As it turned out, the taste of pork-tainted rainwater was quite delicious.

(ww staff)

People have sometimes asked me to pinpoint an exact time and place in history that soup was invented. Sorry, but this is an unanswerable question. Soup has been invented by many different civilizations in all corners of the earth. That said, we can identify an exact moment when soup was invented—or should I say, discovered—in Portland.

As legend goes, sometime in 1868 in what is now Oregon City, Oberon Pinscher III was building a fence along the edge of his newly settled homestead. It was late afternoon and he hadn't had anything to eat all day, so he was quite hungry. When he finally took a well-deserved break, and just as he was about to take a delicious first bite of one of his favorite snacks, bacon and succotash, a horrible shrieking whinny pierced the air. Oberon rushed across his property in the direction of the commotion. He was startled to find a wild burro mounting his prized mare.

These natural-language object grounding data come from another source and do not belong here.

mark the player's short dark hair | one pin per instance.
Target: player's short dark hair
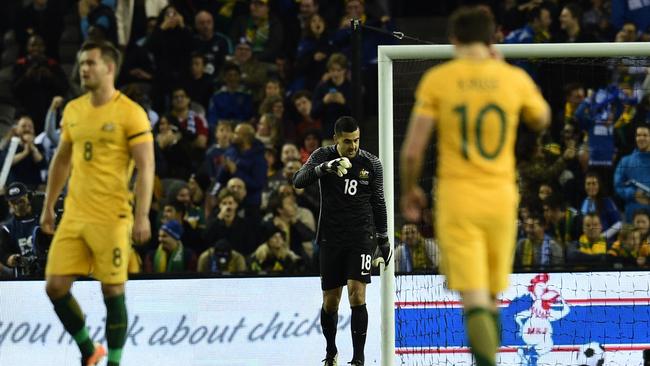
(106, 49)
(640, 212)
(575, 10)
(177, 206)
(229, 66)
(345, 124)
(469, 24)
(301, 94)
(536, 12)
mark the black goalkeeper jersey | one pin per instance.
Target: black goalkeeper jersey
(352, 207)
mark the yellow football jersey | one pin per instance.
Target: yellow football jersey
(476, 105)
(98, 189)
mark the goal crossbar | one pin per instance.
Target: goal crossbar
(386, 55)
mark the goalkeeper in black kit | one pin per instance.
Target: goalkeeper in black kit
(352, 225)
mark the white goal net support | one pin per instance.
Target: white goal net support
(431, 340)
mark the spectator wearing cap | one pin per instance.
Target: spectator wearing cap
(275, 257)
(171, 256)
(254, 73)
(29, 160)
(22, 247)
(233, 101)
(222, 259)
(36, 79)
(263, 30)
(214, 46)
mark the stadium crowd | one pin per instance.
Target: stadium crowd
(240, 93)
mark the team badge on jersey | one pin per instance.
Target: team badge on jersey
(108, 127)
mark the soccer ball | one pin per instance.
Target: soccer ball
(591, 354)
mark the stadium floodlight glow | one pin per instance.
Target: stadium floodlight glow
(386, 56)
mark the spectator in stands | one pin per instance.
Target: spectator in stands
(302, 103)
(174, 152)
(311, 140)
(263, 30)
(413, 253)
(199, 84)
(226, 224)
(597, 202)
(36, 80)
(94, 14)
(538, 249)
(22, 247)
(537, 30)
(44, 18)
(632, 175)
(627, 250)
(232, 101)
(133, 17)
(253, 72)
(289, 152)
(314, 49)
(214, 157)
(139, 60)
(171, 45)
(562, 221)
(275, 257)
(637, 12)
(269, 130)
(222, 259)
(284, 210)
(191, 236)
(193, 127)
(49, 138)
(29, 160)
(591, 247)
(194, 215)
(245, 160)
(570, 25)
(214, 46)
(171, 256)
(332, 96)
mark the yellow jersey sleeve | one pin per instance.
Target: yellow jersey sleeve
(426, 97)
(533, 104)
(65, 134)
(138, 128)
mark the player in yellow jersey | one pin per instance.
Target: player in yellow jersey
(474, 102)
(103, 134)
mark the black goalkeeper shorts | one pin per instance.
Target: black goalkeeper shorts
(338, 264)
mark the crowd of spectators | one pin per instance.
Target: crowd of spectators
(239, 93)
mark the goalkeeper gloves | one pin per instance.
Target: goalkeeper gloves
(383, 253)
(337, 166)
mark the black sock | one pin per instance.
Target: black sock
(68, 310)
(359, 327)
(328, 323)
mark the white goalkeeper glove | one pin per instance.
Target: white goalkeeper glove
(337, 166)
(383, 253)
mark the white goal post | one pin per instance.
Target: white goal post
(386, 55)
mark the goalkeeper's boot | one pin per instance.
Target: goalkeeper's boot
(96, 357)
(330, 360)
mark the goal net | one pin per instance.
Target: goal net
(603, 315)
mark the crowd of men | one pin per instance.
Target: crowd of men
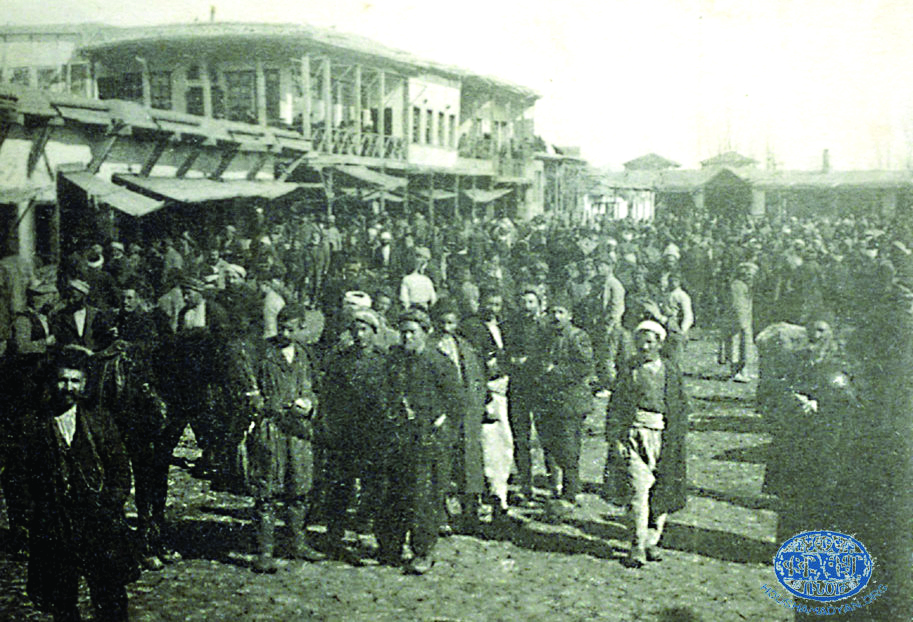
(392, 370)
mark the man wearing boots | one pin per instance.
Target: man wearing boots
(647, 422)
(423, 389)
(79, 480)
(352, 406)
(279, 442)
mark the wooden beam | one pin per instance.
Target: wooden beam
(260, 162)
(227, 156)
(293, 167)
(306, 94)
(157, 150)
(188, 162)
(39, 138)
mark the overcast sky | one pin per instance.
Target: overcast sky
(620, 78)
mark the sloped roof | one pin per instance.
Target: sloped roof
(650, 162)
(728, 159)
(295, 34)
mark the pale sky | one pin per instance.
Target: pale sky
(621, 78)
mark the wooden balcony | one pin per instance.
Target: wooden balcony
(345, 141)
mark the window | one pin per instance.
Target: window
(416, 125)
(241, 96)
(160, 89)
(273, 96)
(194, 97)
(441, 128)
(79, 76)
(51, 78)
(128, 86)
(21, 76)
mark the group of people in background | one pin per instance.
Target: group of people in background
(396, 370)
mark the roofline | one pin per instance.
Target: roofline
(118, 36)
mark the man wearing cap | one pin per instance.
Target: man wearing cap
(422, 390)
(279, 442)
(646, 424)
(738, 338)
(526, 329)
(566, 370)
(416, 289)
(351, 413)
(79, 480)
(78, 322)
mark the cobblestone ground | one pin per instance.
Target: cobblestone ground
(717, 557)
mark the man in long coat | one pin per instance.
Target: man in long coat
(351, 413)
(423, 386)
(566, 373)
(647, 422)
(282, 461)
(79, 480)
(464, 427)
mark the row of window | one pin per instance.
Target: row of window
(57, 79)
(430, 128)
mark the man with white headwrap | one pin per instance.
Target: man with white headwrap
(647, 421)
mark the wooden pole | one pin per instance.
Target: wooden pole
(307, 103)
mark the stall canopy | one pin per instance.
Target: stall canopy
(437, 195)
(116, 196)
(486, 196)
(373, 195)
(368, 176)
(200, 190)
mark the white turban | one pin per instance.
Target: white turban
(653, 327)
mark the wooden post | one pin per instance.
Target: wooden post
(306, 96)
(331, 192)
(261, 93)
(381, 125)
(207, 89)
(359, 115)
(327, 93)
(456, 199)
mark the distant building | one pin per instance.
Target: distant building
(650, 162)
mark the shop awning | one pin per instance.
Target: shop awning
(373, 195)
(486, 196)
(198, 190)
(116, 196)
(437, 195)
(369, 176)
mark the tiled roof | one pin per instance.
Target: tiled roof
(304, 35)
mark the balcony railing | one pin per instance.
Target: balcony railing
(344, 141)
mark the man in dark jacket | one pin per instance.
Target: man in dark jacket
(79, 482)
(423, 385)
(352, 408)
(279, 444)
(647, 423)
(566, 374)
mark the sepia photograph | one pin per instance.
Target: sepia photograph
(401, 310)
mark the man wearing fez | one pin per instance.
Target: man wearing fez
(422, 391)
(279, 443)
(79, 480)
(647, 421)
(352, 405)
(566, 371)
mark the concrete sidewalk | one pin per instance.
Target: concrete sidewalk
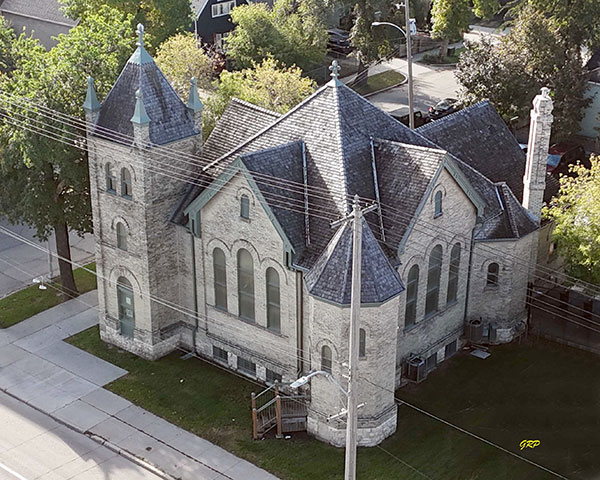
(38, 368)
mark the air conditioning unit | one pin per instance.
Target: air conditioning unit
(475, 330)
(416, 369)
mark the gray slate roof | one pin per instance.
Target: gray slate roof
(331, 276)
(170, 120)
(49, 10)
(479, 137)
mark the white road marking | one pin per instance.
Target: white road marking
(12, 472)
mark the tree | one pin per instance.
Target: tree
(268, 85)
(511, 73)
(293, 33)
(576, 215)
(44, 182)
(449, 20)
(182, 57)
(161, 18)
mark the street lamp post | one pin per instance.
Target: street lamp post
(407, 35)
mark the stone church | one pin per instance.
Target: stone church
(225, 247)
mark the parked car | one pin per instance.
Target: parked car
(339, 41)
(561, 155)
(443, 108)
(421, 118)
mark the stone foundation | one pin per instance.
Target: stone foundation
(371, 431)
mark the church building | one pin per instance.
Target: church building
(226, 247)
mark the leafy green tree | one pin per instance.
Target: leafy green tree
(182, 57)
(44, 182)
(161, 18)
(449, 20)
(576, 215)
(293, 33)
(511, 73)
(268, 85)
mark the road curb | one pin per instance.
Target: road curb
(386, 88)
(96, 438)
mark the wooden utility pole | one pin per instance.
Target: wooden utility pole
(352, 418)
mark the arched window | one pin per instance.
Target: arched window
(362, 343)
(453, 273)
(273, 306)
(126, 190)
(110, 179)
(126, 307)
(245, 284)
(493, 270)
(121, 236)
(220, 272)
(326, 359)
(433, 280)
(412, 290)
(438, 203)
(245, 207)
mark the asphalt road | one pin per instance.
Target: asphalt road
(20, 263)
(33, 446)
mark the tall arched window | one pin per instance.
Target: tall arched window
(362, 343)
(453, 273)
(326, 359)
(273, 305)
(220, 273)
(245, 284)
(493, 270)
(438, 203)
(245, 207)
(412, 290)
(110, 179)
(434, 273)
(126, 307)
(121, 236)
(126, 190)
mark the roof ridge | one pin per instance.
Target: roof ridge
(255, 107)
(411, 146)
(266, 129)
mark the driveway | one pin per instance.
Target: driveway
(430, 85)
(24, 262)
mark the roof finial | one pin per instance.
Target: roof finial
(335, 69)
(140, 32)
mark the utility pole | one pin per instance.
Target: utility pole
(352, 419)
(411, 110)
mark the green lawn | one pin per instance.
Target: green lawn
(535, 391)
(434, 59)
(31, 300)
(379, 81)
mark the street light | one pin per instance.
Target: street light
(407, 34)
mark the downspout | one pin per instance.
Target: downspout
(300, 322)
(469, 271)
(195, 283)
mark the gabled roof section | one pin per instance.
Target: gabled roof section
(479, 137)
(336, 124)
(170, 120)
(331, 277)
(285, 198)
(405, 173)
(239, 122)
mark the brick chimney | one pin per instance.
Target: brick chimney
(534, 180)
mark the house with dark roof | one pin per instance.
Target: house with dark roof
(43, 19)
(227, 248)
(212, 19)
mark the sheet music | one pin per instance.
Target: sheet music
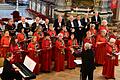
(29, 63)
(1, 70)
(78, 61)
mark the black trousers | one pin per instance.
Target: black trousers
(13, 76)
(87, 74)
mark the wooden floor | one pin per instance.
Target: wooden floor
(74, 74)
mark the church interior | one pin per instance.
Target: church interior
(49, 56)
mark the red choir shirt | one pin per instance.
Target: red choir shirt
(103, 28)
(109, 48)
(39, 35)
(46, 43)
(93, 31)
(100, 39)
(20, 37)
(65, 33)
(72, 42)
(5, 40)
(89, 40)
(60, 44)
(118, 44)
(113, 36)
(52, 33)
(31, 46)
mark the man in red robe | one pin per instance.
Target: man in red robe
(46, 54)
(100, 47)
(52, 34)
(33, 48)
(109, 64)
(5, 43)
(60, 53)
(72, 45)
(89, 39)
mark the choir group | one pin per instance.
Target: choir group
(46, 43)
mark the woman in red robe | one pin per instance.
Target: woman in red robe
(89, 39)
(109, 65)
(39, 34)
(5, 43)
(46, 54)
(15, 48)
(52, 34)
(51, 31)
(92, 29)
(65, 34)
(60, 53)
(72, 45)
(21, 36)
(33, 53)
(103, 26)
(100, 47)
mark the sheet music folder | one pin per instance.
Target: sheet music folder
(26, 69)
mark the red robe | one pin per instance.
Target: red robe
(65, 36)
(39, 36)
(5, 41)
(53, 39)
(100, 49)
(34, 56)
(70, 56)
(93, 31)
(118, 46)
(113, 36)
(109, 65)
(18, 57)
(89, 40)
(20, 37)
(46, 55)
(52, 33)
(102, 28)
(59, 55)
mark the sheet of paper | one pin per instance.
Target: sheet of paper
(78, 61)
(29, 63)
(1, 70)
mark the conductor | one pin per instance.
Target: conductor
(88, 65)
(9, 72)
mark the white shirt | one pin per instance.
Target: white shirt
(46, 26)
(96, 18)
(86, 20)
(59, 24)
(24, 25)
(79, 23)
(72, 24)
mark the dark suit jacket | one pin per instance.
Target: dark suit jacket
(93, 20)
(44, 27)
(8, 71)
(68, 24)
(33, 26)
(10, 28)
(20, 26)
(56, 24)
(88, 63)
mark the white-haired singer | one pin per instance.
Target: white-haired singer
(109, 66)
(88, 64)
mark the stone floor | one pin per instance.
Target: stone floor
(75, 74)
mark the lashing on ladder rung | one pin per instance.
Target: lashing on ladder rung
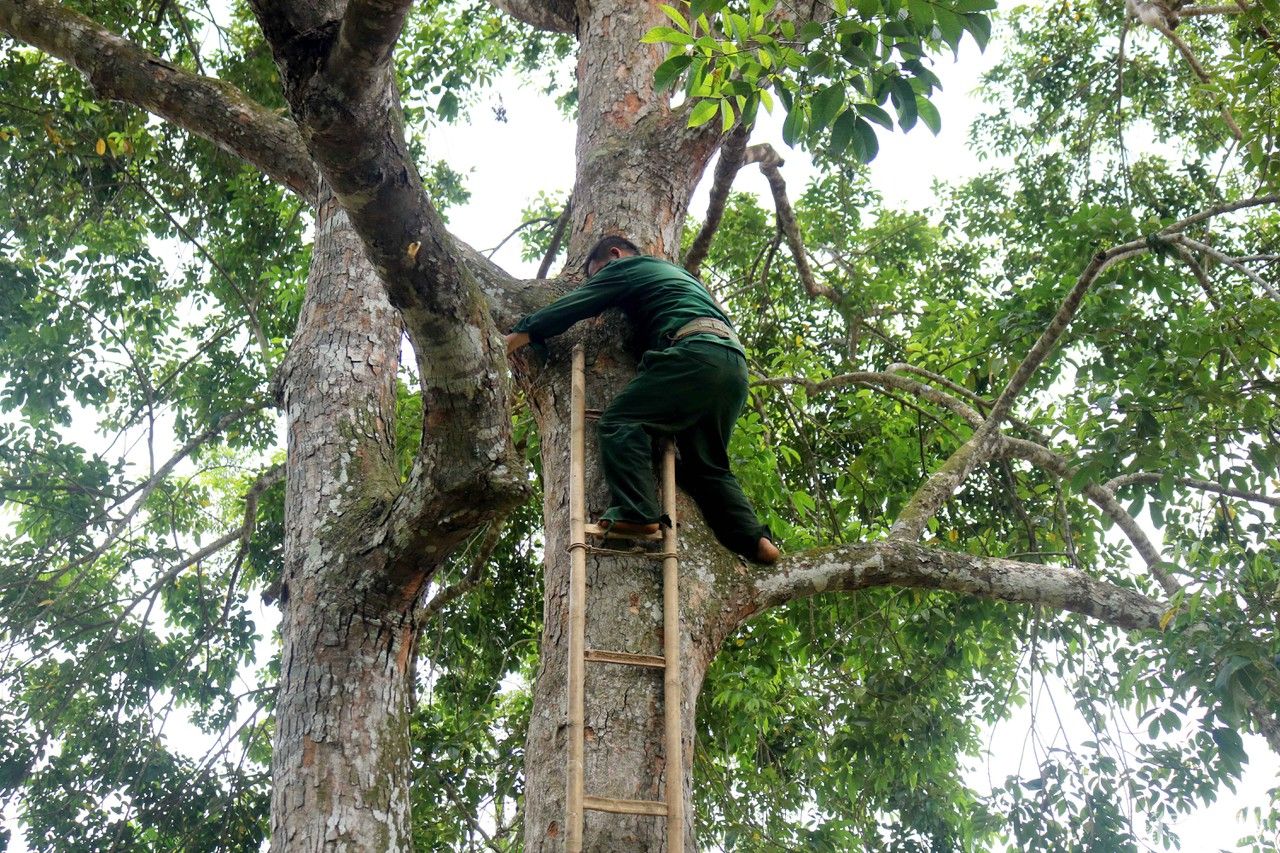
(626, 658)
(604, 533)
(654, 807)
(576, 801)
(632, 552)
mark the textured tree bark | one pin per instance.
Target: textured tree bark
(638, 165)
(341, 749)
(118, 69)
(624, 705)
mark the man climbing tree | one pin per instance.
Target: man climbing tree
(691, 386)
(961, 424)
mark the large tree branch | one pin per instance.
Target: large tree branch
(726, 169)
(872, 379)
(1191, 483)
(339, 82)
(903, 564)
(951, 474)
(118, 69)
(1102, 497)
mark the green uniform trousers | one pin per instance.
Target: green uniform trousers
(694, 391)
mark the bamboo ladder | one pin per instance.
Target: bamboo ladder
(673, 807)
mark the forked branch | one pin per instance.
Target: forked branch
(120, 71)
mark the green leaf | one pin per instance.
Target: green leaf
(676, 18)
(826, 104)
(876, 114)
(865, 145)
(979, 26)
(667, 74)
(668, 35)
(810, 31)
(703, 112)
(726, 117)
(904, 100)
(928, 113)
(842, 133)
(794, 126)
(920, 13)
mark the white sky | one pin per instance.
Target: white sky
(508, 164)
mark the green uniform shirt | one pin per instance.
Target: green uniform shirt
(658, 299)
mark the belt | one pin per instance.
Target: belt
(705, 325)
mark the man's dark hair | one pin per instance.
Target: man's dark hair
(600, 251)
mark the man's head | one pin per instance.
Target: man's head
(608, 250)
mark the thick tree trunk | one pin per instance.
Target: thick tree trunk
(625, 755)
(638, 165)
(341, 752)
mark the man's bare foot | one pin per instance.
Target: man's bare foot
(630, 528)
(767, 552)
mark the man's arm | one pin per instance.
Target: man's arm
(603, 290)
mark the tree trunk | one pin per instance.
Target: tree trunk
(341, 749)
(624, 705)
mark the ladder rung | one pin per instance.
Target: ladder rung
(597, 530)
(627, 658)
(654, 807)
(634, 552)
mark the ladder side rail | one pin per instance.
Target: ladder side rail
(672, 699)
(576, 605)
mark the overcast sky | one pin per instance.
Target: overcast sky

So he chased it off, but not before the deed was completed.

Upon returning to his food, which he had set on a tree stump, he realized a brief cloudburst must have occurred while he was tending to his horse, because the bowl was filled to the brim with water. Annoyed, he nearly chucked the sodden food into the woods, but stopped himself and instead carried it home to reheat. As it turned out, he found he rather enjoyed the taste of the pork-tainted rainwater. Soon thereafter, he started imagining what other combinations of food he could leave outside in a bowl in advance of a rainstorm.

Eleven months later, an adorable baby mule was born. Oberon named him Soopy, and soon set him to work plowing fields to grow carrots, celery, potatoes, leeks, herbs and a multitude of other ingredients to try out in his new hybrid rain-food experiments. He lived to a ripe old age, cataloging many soup recipes along the way, forming the basis for many of the soups we still eat today in Portland.

There is another Soopy of note in Portland lore. In the early 20th century, there was a popular restaurant called Soopy's in downtown Portland. I'm unable to verify whether the restaurant was named after the mule or if it was just an odd coincidence.

To most, Soopy's was one thing: decent bisques, average chowders, nonplussing porridges—hot and inexpensive. But if you knew your way around Portland's swinging social scene of the Prohibition era, Soopy's was something entirely different. Legend has it that to gain access to the speakeasy located beneath Soopy's, you had to seat yourself at a table by the window and request that the waiter bring you the "bathroom key." When he brought the bathroom key, you were supposed to slide it back to him and say, "No, no, the good bathroom key."

Soopy's was atypical of most speakeasies in that it didn't serve the usual cocktails in glasses with ice. It served only alcoholic soups. Tomato soup and vodka, for example, or limoncello bouillabaisse, or ghoulash fortified with fortified wine. Any kind of alcoholic soup you or old Oberon could ever have imagined.

Soopy's closed for good in 1931 following a police raid. Many were taken into custody, most notable among them "It" girl Louise Brooks, who made it a point to stop by Soopy's whenever she came to Portland on vacation.